If one really suffers from cache misses, then using prefetch(...) might
be a good idea. And if data is heavily used, the CPU keeps it in the
caches anyways and then CPU is very good in this. I doubt any serious
perforance where data locked into L1 cache could improve program
performance. Experience showed that any static predictions like this are
much worse than that what the CPU can do at run time.
"

If the cpu is accessing highly random data, or data just once then the cache 
has no effect and would probably be used more effectively by storing data in 
it which the programmer knows for sure will be used again in the future 
execution of the program.

Some possible problems/challenges with prefetching:

1. First of all it probably introduces more execution delay because the 
prefetch instructions will need to be executed themselfes.
2. Second of all introducing prefetch instructions into the instruction 
stream needs highly accurate timing, for example if the compiler were to 
introduce these prefetch instructions then the compiler would need to be 
aware of the delay/time taken by every possible instruction and sum this all 
up to come to some kind of conclusion where to place the prefetch 
instruction, this is also depend on other literally data structures like 
L1/L2/L3 cache latency and finally main memory latency. All of this is 
processor-specific and memory-chip-specific.
At best some average/general mean could be used but would not be optimal, 
also if hardware timings change radically in the future then these prefetch 
instructions would be badly timed. One possible idea would be to introduce a 
compiler option so some kind of delay in nanoseconds (or even better 
picoseconds in case memory chip latency falls below 1 nanosecond, 
alternatively a 64 bit floating point number in seconds could also be used 
perhaps this would give even more range, but could also introduce 
imprecision/doubts/side effects(?) this could also mean the compiler needs 
floating point support, a bit high requirement it seems to maybe using a 32 
bit or 64 bit integer would be easier) could be specified or so and the 
compiler would take that into account.
Another more radical approach would be to insert the prefetch instructions 
into the computer program at runtime, but this would require self modifieing 
code and is probably way to futuristic/complex to program at this moment.

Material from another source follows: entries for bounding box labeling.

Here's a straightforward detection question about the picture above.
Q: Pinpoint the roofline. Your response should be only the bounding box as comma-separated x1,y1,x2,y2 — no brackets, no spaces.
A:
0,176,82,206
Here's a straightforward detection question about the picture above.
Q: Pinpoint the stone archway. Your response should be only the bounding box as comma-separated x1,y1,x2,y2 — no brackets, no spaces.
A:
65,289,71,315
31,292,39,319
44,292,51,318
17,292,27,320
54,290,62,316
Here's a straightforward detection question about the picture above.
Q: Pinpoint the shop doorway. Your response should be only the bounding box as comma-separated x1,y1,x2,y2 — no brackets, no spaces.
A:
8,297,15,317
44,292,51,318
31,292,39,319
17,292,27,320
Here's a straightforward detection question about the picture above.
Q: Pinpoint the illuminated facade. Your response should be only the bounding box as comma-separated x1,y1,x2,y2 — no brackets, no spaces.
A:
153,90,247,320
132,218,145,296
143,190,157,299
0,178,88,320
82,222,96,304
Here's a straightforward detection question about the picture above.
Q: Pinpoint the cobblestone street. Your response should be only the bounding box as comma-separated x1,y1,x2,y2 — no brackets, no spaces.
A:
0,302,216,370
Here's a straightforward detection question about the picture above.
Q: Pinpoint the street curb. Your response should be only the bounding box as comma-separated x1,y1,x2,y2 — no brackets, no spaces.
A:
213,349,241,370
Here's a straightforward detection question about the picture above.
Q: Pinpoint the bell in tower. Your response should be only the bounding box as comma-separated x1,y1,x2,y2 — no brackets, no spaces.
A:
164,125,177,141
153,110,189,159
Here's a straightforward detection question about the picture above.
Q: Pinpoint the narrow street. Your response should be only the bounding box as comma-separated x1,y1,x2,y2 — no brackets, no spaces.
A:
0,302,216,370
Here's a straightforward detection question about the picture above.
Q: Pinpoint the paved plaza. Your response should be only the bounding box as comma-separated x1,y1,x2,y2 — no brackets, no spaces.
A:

Finally if you do believe prefetching is a good alternative to a pointer 
cache or simply want to try out the effect of prefetching class pointers 
then I challenge you to implement it in a experimental branch of the free 
pascal compiler, so the prefetch idea can be tried out and tested !

One last note about the pointer cache idea, one possible way of introducing 
this idea would be to add some bit to the addressing modes/parameters of 
instructions.
For each parameter it could be specified if it's a pointer to be stored in 
the pointer cache or not. This way the extra bits to encode this information 
is limited to the instructions and doesn't require extra data bits in memory 
like the original pointer idea where the high bit of a pointer was used. 
That original idea is probably a bit too risky/shacky, but this new 
implementation idea is probably possible to some extent. However since x86 
is somewhat a fixed/set in stone instruction set I doubt if it will be 
possible, but perhaps in the future when a 128 bit instruction set is 
introduced there might be some opportunity to introduce these bits into the 
new part of the 128 bit instruction set.

Alternatively it would be somewhat nice if the processor was capable of 
detecting if an instruction parameter is a pointer yes or no, but this then 
still leaves the problem: to cache or not to cache ? This information should 
probably come from the programmer itself, hence these additional parameter 
bits.
However perhaps somebody can come up with a nice way/algorithm for a 
processor to determine if a parameter is pointing toward a class. I do fear 
that such an algorithm will probably depend on a "object address table" 
which would contain memory addresses of the object which are pointed towards 
by the classes. And then the processor would compare the instruction address 
with the object address table and when it matches retrieves the pointer from 
the data cache. But since the object address table is already stored in 
processor memory the pointer cache is double and becomes irrelevant.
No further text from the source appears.